Дорога от магазина свернула влево, к реке, и стало видно Боковскую улицу, на которой горел свет в одном-единственном доме — у Володи Петренко. «Скорее всего,
Перед тем как спуститься в падинку и перейти проулок, ведущий к кузнице, Яков заподозрил что-то неладное: только что он слышал шаги в проулке, чей-то разговор, — и вдруг все смолкло! В кузнице в это время никто не работал; за кузницей — поскотина, болото… Человеку здесь ночью делать нечего… Снова послышались шаги в проулке, и Яков на слух определил — около его прясла! Кто-то засек, что Яков пошел к учителю, передал тому, кто ходит, и тот решил проучить Якова, чтобы не лез не в свое дело… А может, затеял похуже что-нибудь? Петра Ивановича боится тронуть, а Якова — можно… «Я покажу сейчас, кого можно трогать, а кого — нельзя! — обозлившись, едва не вслух сказал Яков. — Я не Петр Иванович, я сразу зашибу!» В ичигах Яков неслышно и быстро двигался вдоль своего прясла, чувствуя, как бешеной силой наливаются мускулы… С кем-то столкнулся…
— Ой, не надо, не надо, — пробормотал пьяный голос, и Яков узнал ветеринарного фельдшера.
— Что ты здесь делаешь? — спросил Яков, едва удерживаясь, чтобы не отколотить фельдшера.

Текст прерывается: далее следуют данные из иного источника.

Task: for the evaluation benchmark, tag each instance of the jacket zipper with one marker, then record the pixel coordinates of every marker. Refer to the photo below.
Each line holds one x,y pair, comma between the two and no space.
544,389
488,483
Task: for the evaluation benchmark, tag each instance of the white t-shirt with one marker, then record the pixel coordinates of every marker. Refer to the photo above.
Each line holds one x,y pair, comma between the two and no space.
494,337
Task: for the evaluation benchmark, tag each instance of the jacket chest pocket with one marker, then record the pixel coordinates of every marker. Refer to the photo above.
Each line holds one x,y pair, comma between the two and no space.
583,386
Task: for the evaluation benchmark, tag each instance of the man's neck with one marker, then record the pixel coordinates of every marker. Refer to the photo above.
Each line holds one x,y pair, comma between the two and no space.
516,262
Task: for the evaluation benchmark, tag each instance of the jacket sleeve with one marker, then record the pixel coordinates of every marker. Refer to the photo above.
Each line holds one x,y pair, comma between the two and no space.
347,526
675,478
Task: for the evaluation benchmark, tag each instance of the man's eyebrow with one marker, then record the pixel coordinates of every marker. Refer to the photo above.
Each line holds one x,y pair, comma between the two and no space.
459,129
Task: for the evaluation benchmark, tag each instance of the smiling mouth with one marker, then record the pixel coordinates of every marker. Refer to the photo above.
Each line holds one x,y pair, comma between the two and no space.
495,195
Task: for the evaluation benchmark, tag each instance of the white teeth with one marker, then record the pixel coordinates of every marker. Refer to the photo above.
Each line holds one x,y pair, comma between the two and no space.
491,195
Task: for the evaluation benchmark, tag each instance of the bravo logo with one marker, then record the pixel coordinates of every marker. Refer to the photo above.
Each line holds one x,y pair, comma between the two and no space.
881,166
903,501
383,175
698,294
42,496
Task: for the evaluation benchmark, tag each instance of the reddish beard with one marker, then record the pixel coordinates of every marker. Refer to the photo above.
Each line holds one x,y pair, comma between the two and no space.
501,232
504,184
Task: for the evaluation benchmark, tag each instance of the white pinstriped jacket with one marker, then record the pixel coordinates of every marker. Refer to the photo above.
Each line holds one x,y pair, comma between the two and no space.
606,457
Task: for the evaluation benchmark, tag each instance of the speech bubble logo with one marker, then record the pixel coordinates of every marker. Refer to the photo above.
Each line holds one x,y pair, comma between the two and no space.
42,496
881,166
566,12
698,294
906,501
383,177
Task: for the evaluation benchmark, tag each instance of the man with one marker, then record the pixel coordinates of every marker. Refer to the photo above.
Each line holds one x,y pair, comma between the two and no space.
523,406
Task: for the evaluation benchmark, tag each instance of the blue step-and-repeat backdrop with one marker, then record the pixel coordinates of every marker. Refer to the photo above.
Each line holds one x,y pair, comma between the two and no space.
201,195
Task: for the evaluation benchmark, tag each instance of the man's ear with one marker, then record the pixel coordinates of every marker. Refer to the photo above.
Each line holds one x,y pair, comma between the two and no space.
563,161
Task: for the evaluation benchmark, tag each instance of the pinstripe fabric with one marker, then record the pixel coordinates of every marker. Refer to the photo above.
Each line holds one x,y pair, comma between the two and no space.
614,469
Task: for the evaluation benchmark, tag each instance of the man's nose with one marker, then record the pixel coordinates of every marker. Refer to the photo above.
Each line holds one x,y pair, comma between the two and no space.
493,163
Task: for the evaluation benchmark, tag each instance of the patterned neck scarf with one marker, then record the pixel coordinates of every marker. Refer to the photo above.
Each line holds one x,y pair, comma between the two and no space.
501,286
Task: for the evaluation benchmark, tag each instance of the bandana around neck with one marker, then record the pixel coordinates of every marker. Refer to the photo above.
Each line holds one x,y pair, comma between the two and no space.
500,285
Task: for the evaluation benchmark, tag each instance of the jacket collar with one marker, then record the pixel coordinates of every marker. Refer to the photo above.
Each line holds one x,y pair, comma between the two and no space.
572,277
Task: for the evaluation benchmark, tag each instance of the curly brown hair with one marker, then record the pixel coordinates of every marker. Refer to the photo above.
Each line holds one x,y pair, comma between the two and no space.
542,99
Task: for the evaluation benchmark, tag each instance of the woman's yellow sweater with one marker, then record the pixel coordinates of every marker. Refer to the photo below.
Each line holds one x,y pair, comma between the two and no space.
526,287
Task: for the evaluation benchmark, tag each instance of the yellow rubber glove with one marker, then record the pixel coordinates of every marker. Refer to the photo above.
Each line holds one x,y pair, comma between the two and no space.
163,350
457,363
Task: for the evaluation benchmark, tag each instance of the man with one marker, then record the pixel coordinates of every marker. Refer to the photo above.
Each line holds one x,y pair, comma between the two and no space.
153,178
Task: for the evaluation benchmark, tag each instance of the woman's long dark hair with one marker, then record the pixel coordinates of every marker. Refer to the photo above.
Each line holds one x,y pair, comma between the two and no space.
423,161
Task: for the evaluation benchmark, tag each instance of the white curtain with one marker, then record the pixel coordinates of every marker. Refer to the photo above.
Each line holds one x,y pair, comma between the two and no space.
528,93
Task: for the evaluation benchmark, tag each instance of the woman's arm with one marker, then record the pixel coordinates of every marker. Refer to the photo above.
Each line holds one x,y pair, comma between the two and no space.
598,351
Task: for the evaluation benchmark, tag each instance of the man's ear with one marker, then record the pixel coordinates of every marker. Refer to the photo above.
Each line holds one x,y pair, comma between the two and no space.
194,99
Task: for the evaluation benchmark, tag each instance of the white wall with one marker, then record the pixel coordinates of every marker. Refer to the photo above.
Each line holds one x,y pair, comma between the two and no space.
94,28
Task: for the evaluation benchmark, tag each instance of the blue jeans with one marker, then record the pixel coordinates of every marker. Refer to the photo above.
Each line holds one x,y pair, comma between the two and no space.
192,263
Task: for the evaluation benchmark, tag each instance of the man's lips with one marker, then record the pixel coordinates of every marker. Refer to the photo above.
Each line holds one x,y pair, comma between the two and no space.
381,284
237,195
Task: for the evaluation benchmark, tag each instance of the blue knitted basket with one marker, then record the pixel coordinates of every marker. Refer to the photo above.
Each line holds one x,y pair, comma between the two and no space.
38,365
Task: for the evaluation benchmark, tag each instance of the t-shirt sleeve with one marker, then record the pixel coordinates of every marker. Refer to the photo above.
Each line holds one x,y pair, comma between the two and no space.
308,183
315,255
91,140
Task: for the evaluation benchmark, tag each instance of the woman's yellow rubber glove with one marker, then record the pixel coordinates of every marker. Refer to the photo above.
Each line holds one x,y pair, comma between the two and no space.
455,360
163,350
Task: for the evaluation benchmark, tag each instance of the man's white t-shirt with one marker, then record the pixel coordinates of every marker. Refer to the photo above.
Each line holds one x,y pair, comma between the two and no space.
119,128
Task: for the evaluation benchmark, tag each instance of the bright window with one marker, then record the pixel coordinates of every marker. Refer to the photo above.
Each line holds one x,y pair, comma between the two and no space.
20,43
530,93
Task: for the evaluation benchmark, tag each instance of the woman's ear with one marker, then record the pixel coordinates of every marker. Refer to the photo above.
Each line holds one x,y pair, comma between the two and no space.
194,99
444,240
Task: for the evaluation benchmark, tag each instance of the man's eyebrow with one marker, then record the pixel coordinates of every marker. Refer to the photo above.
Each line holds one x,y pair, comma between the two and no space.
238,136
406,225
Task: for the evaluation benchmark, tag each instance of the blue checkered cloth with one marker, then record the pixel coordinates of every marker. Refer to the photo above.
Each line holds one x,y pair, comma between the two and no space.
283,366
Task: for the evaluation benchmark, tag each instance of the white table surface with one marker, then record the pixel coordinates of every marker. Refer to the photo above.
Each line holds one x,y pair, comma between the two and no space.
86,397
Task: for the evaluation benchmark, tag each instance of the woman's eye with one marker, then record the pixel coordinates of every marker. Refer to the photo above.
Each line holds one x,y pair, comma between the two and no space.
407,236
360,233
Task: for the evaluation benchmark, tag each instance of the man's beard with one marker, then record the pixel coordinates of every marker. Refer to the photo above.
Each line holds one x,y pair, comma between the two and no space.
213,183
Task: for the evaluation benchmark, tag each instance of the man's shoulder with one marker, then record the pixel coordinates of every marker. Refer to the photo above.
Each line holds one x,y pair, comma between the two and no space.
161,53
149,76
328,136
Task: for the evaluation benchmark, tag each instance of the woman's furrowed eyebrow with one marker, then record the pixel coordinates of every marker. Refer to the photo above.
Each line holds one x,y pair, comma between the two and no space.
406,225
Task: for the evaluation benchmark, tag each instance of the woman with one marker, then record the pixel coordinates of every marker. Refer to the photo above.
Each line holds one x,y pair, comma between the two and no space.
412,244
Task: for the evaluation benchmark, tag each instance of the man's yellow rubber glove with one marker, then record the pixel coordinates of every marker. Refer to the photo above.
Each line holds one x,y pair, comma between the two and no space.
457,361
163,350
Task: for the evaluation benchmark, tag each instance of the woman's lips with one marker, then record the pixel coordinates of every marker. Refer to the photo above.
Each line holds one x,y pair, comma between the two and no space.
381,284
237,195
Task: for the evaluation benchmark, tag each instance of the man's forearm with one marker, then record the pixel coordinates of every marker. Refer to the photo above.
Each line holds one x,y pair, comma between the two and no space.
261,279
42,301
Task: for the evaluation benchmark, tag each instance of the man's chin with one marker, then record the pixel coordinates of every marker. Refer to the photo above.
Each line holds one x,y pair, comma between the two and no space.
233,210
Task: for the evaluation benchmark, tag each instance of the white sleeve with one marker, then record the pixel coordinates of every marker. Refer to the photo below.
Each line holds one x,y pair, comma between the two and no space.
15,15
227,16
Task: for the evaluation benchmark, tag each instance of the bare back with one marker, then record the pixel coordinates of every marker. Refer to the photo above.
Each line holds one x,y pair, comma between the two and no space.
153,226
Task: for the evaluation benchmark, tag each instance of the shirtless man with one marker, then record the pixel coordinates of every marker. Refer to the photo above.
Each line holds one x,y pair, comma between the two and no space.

— Домой иду, — совсем мирно ответил фельдшер, все еще не узнавая Якова. — Только навалился на прясло — хотел отдышаться, тут меня и схватил кто-то…
— Наваливайся на свое прясло и дыши сколько хочешь, — сказал Яков.
— До своего прясла надо дойти, — ответил фельдшер, — а я дорогу потерял… Это ты, Яков? Это же я в проулке около кузницы?! Ну, спасибо. А то я чуть в болото не зашел…
— Откуда идешь? — спросил Яков.
— С Ушканки.
— У Игната на жаренине гужевался?
— Было маленько, — ответил фельдшер, все еще побаиваясь, как бы Яков за что-нибудь не отколотил его.
Фельдшер и раньше с опаской проходил мимо Якова, а сейчас, когда стали поговаривать, что его скоро снимут с работы, он ожидал, что кто-нибудь из мужиков обязательно его отлупит, и, скорее всего, это сделает Яков.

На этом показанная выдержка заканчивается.